Cyber Incident Victim: City of Alton
Date:
Mar 2021
Location:
United States of America
Summary
The City of Alton experienced a data incident involving unauthorized access to its information networks, prompting immediate security measures. An anonymous employee alleged the event was a ransomware attack resulting in a $200,000 payment to threat actors for data deletion, though officials did not publicly confirm these details. Employees reportedly received internal communications advising them to verify payroll withholdings due to system disruptions, without explicit acknowledgment of compromised Social Security Numbers. The incident led to operational disruptions requiring temporary reliance on outdated records while networks remained inaccessible for approximately one week.
| CIA Posture | Motives | Tactics, Techniques & Procedures |
|---|---|---|
| Available to members | 1 motive | 1 technique |
| Threat Actors | Type | Location |
|---|---|---|
| 0 actors | Available to members | Available to members |
Description
On March 5, 2021, the City of Alton, Illinois, experienced a cybersecurity incident involving unauthorized access to its information networks. Mayor Brant Walker publicly confirmed the "data incident" on March 25, 2021, three weeks after its occurrence, stating the city had immediately implemented security measures to protect its systems. The city's official acknowledgment provided no specific details regarding the nature of the breach, compromised data types, or operational impacts. However, internal communications obtained by a self-identified city employee revealed broader consequences, including system outages that forced the municipality to rely on outdated records for payroll processing during a week-long disruption. Employees received instructions to verify paycheck withholdings due to these operational challenges, though official notifications omitted references to potential exposure of sensitive personal information.

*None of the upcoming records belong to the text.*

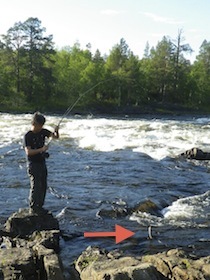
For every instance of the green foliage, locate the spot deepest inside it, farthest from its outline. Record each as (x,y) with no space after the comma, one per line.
(34,75)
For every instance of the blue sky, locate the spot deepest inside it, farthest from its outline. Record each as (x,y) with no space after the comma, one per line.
(102,23)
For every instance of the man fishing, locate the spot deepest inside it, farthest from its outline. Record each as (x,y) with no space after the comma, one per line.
(36,151)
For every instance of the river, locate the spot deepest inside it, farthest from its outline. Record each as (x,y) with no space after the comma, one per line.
(101,167)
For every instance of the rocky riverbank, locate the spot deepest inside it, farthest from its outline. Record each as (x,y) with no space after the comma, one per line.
(29,247)
(96,264)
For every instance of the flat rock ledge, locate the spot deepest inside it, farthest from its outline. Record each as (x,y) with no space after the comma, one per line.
(175,264)
(29,247)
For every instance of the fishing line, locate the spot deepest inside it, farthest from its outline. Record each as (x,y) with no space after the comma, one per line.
(71,107)
(67,112)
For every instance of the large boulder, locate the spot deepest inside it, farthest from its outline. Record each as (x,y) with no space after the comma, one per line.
(23,223)
(29,246)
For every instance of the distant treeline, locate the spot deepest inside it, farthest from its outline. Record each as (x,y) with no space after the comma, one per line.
(34,75)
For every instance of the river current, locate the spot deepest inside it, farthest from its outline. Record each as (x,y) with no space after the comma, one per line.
(106,171)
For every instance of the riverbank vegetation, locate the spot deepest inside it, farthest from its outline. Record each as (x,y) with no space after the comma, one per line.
(35,75)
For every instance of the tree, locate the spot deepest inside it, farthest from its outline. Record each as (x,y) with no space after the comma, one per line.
(179,49)
(38,51)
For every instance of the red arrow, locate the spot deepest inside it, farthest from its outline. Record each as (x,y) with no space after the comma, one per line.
(120,234)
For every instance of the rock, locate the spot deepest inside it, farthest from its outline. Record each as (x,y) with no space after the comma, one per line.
(95,264)
(16,263)
(24,223)
(195,153)
(29,246)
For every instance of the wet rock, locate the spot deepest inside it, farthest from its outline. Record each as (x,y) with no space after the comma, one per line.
(147,206)
(29,246)
(173,264)
(195,153)
(24,223)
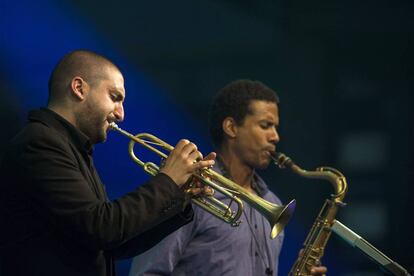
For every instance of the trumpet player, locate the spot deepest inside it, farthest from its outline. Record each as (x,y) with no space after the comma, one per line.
(56,217)
(244,120)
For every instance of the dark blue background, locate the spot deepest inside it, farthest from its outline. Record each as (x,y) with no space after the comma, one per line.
(343,70)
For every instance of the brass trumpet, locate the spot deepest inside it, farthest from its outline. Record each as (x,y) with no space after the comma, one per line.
(277,216)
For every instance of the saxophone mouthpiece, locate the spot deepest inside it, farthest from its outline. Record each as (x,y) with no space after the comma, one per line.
(113,125)
(281,160)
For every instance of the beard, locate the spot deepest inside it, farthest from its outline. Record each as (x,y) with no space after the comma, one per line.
(92,124)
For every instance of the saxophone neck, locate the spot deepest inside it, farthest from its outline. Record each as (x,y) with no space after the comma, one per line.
(335,177)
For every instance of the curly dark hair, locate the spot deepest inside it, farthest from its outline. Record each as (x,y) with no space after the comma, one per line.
(233,100)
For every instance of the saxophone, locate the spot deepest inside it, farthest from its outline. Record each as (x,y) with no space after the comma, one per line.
(320,232)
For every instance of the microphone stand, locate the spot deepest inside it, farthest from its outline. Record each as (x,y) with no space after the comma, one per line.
(368,249)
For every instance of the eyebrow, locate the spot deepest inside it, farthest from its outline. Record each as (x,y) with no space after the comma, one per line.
(118,94)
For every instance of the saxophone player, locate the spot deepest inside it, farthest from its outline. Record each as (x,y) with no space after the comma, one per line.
(243,127)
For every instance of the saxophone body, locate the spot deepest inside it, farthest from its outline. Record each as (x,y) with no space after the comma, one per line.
(315,243)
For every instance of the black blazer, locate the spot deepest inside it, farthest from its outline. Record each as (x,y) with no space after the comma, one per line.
(55,218)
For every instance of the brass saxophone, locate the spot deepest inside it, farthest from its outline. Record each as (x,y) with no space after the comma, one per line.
(318,236)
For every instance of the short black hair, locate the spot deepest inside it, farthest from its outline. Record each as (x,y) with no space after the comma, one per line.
(233,101)
(86,64)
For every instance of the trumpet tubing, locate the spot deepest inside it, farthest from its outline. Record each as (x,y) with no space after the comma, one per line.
(277,216)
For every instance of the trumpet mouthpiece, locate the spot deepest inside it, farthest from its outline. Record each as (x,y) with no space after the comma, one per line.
(113,125)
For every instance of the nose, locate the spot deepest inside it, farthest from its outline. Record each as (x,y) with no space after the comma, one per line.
(274,136)
(119,112)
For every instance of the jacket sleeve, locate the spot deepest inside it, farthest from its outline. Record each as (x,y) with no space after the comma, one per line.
(46,169)
(164,257)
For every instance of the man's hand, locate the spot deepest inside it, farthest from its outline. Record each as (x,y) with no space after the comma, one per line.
(184,160)
(318,269)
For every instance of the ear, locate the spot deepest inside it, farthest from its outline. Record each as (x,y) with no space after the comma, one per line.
(229,127)
(79,88)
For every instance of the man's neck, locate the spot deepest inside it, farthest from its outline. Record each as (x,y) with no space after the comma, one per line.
(240,173)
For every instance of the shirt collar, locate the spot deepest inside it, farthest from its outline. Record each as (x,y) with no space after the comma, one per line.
(54,120)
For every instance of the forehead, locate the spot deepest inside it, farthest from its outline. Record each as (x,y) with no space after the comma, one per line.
(263,109)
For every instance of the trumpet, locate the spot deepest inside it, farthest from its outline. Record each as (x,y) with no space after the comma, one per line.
(277,216)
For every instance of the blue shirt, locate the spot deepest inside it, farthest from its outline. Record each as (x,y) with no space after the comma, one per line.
(209,246)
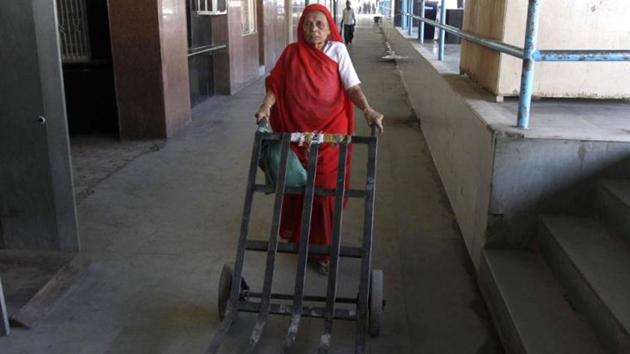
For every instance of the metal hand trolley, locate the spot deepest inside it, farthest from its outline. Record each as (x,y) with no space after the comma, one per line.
(234,293)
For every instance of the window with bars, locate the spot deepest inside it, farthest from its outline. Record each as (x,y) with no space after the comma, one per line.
(248,16)
(73,31)
(209,7)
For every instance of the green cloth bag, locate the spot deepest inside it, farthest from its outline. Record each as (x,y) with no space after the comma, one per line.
(270,162)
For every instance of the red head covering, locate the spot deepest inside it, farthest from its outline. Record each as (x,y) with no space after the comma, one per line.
(334,33)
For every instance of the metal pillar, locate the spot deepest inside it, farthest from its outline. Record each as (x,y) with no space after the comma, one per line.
(410,18)
(442,32)
(527,74)
(403,8)
(4,317)
(421,23)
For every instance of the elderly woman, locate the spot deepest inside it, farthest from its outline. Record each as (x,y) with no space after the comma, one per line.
(313,88)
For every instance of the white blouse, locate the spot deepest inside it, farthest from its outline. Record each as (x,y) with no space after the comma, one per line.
(338,52)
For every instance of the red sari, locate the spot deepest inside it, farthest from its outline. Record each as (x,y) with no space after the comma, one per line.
(310,97)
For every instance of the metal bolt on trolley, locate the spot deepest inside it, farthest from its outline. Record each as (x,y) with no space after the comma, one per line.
(234,293)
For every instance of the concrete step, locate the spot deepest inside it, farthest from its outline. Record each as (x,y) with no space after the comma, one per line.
(594,267)
(529,308)
(613,206)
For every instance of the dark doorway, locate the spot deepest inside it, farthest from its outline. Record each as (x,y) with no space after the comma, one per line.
(87,67)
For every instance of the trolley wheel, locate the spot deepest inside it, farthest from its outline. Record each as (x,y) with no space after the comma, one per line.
(377,316)
(225,287)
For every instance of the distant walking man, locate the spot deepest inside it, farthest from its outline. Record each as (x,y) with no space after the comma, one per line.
(348,21)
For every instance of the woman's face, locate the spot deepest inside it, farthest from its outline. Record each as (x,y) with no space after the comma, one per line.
(316,29)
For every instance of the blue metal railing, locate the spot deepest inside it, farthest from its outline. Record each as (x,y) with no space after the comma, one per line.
(529,54)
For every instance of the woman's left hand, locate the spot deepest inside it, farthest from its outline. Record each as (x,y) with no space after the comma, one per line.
(374,118)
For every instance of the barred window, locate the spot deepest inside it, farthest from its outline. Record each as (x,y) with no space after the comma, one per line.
(248,16)
(209,7)
(73,31)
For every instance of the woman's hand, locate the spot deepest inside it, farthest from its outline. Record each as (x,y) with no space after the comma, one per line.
(374,118)
(263,113)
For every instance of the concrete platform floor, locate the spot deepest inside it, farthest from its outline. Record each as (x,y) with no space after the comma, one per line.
(158,231)
(551,118)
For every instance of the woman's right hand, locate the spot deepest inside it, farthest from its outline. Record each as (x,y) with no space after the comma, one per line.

Contrary to the city's limited public statements, an anonymous employee source claimed the incident constituted a ransomware attack in which threat actors demanded payment to delete stolen data. According to this account, the city paid $200,000 to secure deletion of the compromised information, though no official confirmation supported this assertion. The same source alleged employee Social Security Numbers were compromised without disclosure to affected personnel, creating internal concerns about transparency. In response to the city's withholding of details, DataBreaches.net filed a Freedom of Information Act request seeking documentation related to the incident's scope, response actions, and decision-making processes. The city's public communications remained restricted to confirming the incident's occurrence and asserting prompt containment measures, leaving unresolved questions about data exposure extent, threat actor identity, and financial transactions. Operational recovery efforts included temporary reliance on legacy systems during network remediation.